Inequality
by Design: Cracking the Bell Curve Myth
by Claude S. Fischer, Michael
Hout, Martin Sanchez Jankowski
Reviews
Daniel Bell
One of the most important books on what
divides America socially and economically since the work of Christopher
Jencks and his Harvard colleagues nearly a quarter century ago.
Book Description
As debate rages over the widening and destructive
gap between the rich and the rest of Americans, Claude Fischer and his
colleagues present a comprehensive new treatment of inequality in America.
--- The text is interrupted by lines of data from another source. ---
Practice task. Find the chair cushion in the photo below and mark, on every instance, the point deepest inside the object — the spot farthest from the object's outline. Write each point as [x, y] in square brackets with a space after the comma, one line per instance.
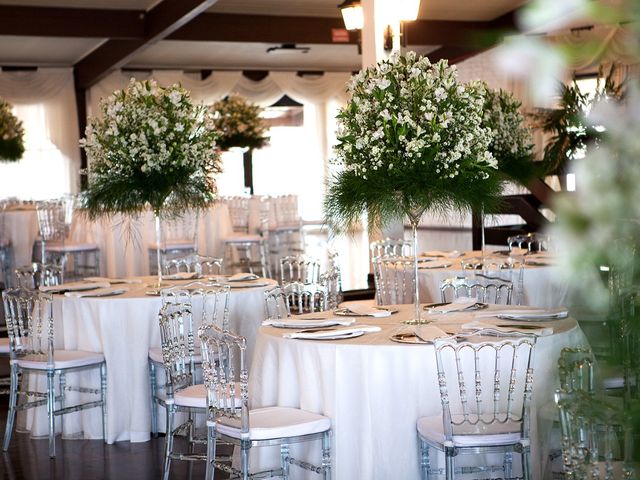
[155, 354]
[431, 428]
[4, 346]
[276, 422]
[192, 396]
[61, 359]
[71, 247]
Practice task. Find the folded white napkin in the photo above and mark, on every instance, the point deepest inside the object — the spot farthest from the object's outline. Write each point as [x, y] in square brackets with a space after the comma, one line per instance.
[308, 323]
[343, 332]
[74, 286]
[180, 276]
[367, 311]
[241, 277]
[489, 328]
[458, 305]
[435, 264]
[113, 281]
[526, 313]
[442, 253]
[100, 292]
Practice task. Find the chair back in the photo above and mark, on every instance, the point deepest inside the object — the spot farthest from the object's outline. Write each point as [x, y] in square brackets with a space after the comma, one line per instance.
[38, 274]
[391, 247]
[484, 289]
[208, 302]
[200, 264]
[178, 346]
[484, 384]
[55, 218]
[226, 377]
[276, 304]
[395, 280]
[306, 298]
[299, 268]
[239, 213]
[29, 318]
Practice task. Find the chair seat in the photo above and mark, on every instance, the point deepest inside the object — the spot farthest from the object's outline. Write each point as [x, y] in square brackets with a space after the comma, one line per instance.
[4, 346]
[175, 245]
[508, 433]
[71, 247]
[62, 359]
[276, 422]
[155, 354]
[243, 238]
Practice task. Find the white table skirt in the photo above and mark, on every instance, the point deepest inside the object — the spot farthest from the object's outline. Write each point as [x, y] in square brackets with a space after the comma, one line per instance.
[123, 328]
[374, 391]
[542, 286]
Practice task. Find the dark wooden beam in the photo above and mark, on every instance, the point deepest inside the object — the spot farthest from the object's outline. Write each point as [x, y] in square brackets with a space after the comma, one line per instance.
[70, 22]
[162, 20]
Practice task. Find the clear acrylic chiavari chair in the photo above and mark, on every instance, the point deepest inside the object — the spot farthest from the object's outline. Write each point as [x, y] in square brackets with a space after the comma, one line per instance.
[485, 393]
[208, 303]
[30, 323]
[484, 289]
[199, 264]
[230, 417]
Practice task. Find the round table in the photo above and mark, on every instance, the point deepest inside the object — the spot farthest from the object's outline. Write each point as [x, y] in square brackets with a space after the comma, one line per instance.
[123, 328]
[374, 390]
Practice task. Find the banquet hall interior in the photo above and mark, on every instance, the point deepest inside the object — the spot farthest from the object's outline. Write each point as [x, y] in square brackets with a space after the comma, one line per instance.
[386, 239]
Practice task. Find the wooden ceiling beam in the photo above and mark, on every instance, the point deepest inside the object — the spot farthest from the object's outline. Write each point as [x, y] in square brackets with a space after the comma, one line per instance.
[71, 22]
[162, 20]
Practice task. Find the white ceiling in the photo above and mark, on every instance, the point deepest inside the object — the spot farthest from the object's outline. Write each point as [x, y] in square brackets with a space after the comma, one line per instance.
[212, 55]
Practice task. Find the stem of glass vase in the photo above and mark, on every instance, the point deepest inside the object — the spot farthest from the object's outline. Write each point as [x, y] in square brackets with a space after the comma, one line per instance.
[158, 247]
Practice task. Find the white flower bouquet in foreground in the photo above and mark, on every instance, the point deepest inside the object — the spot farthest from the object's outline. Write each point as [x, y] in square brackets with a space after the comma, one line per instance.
[152, 148]
[410, 139]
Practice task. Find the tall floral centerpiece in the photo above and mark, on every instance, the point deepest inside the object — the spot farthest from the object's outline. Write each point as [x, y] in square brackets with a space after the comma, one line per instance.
[152, 148]
[410, 139]
[11, 134]
[240, 125]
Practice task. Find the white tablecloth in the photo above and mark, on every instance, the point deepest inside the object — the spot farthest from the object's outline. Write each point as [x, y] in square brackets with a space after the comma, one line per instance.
[374, 390]
[124, 328]
[542, 285]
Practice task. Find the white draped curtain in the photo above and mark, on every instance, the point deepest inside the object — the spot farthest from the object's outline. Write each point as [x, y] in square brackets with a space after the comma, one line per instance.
[318, 94]
[44, 99]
They challenge arguments that expanding inequality is the natural, perhaps
necessary, accompaniment of economic growth. They refute the claims of
the incendiary bestseller The Bell Curve
(1994) through a clear, rigorous re-analysis of the very data its authors,
Richard Herrnstein and Charles Murray, used to contend that inherited differences
in intelligence explain inequality. Inequality by Design offers
a powerful alternative explanation, stressing that economic fortune depends
more on social circumstances than on IQ, which is itself a product of society.
More critical yet, patterns of inequality must be explained by looking
beyond the attributes of individuals to the structure of society. Social
policies set the "rules of the game" within which individual abilities
and efforts matter. And recent policies have, on the whole, widened the
gap between the rich and the rest of Americans since the 1970s. Not only
does the wealth of individuals' parents shape their chances for a good
life, so do national policies ranging from labor laws to investments in
education to tax deductions. The authors explore the ways that America
- the most economically unequal society in the industrialized world - unevenly
distributes rewards through regulation of the market, taxes, and government
spending. It attacks the myth that inequality fosters economic growth,
that reducing economic inequality requires enormous welfare expenditures,
and that there is little we can do to alter the extent of inequality. It
also attacks the injurious myth of innate racial inequality, presenting
powerful evidence that racial differences in achievement are the consequences,
not the causes, of social inequality. By refusing to blame inequality on
an unchangeable human nature and an inexorable market - an excuse that
leads to resignation and passivity - Inequality by Design shows
how we can advance policies that widen opportunity for all.
Customer Comments
A reader from Pittsburgh,
August 1, 1999
Easy-to-read, yet academic, critique
of The Bell Curve
The numerous authors of this tome do a fine
job in their criticism of Herrnstein and Murray. They discuss where those
authors were correct, where they twisted statistics to meet their own goals,
where they made false assumptions and where they committed bad science.
This book doesn't get much into the genetic end of things, but rather discusses
other causes of inequality and the flaws in the research of The Bell
Curve. Recommended for anyone who wants a serious, scholarly, critique
of pop science.
A reader, December 3, 1996
An excellent, thorough, accessible critique
of The Bell Curve
Fischer et al. launch a reasoned yet devastating
critique on methodological grounds of Herrnstein & Murray's infamous
"The Bell Curve." The first half of the book details technical errors
and omissions from TBC, offering three distinct arguments against Herrnstein
& Murray's basic claims, all using the same data they used in "The
Bell Curve." Then the second half of the book offers a substantive
proposal for understanding income and wealth inequality in the United States,
rooted in the same data Herrnstein & Murray used. Highly recommended.